Ci sono alcune preparazioni che dividono il popolo come Mosè fece con i flutti del Mar Rosso: mi ricordo una paurosa tenzone che aveva ad oggetto la ricetta del pesto alla genovese pubblicata in un certo libro di Allan Bay. S'azzuffavano gagliardamente a miriadi per l'ultima virgola di aderenza alla verità filologica. Il noto gastronomo per la verità l'aveva fatta grossa: in quel libro raccoglieva centinaia di ricette tradizionali e tradizionalissime, con il piglio enciclopedico della collezione definitiva, esponendosi alle reprimende dei Guardiani della Verissima Verità.
Altrove vidi legioni l'un contro l'altra armate per la versione ultimativa della pasta cacio e pepe: lo chef della più famosa trattoria romana, i cui tonnarelli fatti a quella moda pare facciano resuscitare anche i re Etruschi, si era macchiato di un crimine efferato. Aveva aggiunto olio agli ingredienti base.
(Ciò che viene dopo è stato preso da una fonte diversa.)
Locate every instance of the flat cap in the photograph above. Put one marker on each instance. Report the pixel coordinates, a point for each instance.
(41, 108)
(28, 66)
Qui ne faccio di cotte e di crude: per cui dichiaro senza tema di smentita che questa NON è la veridica ricetta della cacio e pepe. C'è il P.Reggiano, ci sono tre tipi di pepe, c'è l'amido addensante, e - ahimè - c'è l'olio. Per cui i sacerdoti della purezza si rilassino, anche per questa volta il Verbo è al riparo da ogni corruzione.
Per questo piatto ho a disposizione uno dei formati di pasta più sofisticati in assoluto: parlo dello spaghettone trafilato oro del pastifizio abruzzese Verrigni. Già la linea "normale" estrude pasta ai massimi livelli, seppur con esiti variabili a seconda dei formati: questa trafila si spinge ad usare l'oro, che pare abbia proprietà tali da rendere il gel particolarmente poroso.
In attesa di poter fare una degustazione comparata delle migliori referenze d'Italia, e quindi d'Europa, e quindi del mondo, di questa devi sapere che è veramente eccellente, e che porta ai limiti le caratteristiche organolettiche del prodotto Verrignese: grandissima masticabilità, polposità carnosa, adesività al sugo, sapore delicato ma nitido. Accompagnato da questa salsa semplicissima trova espressione di rara acchiappanza.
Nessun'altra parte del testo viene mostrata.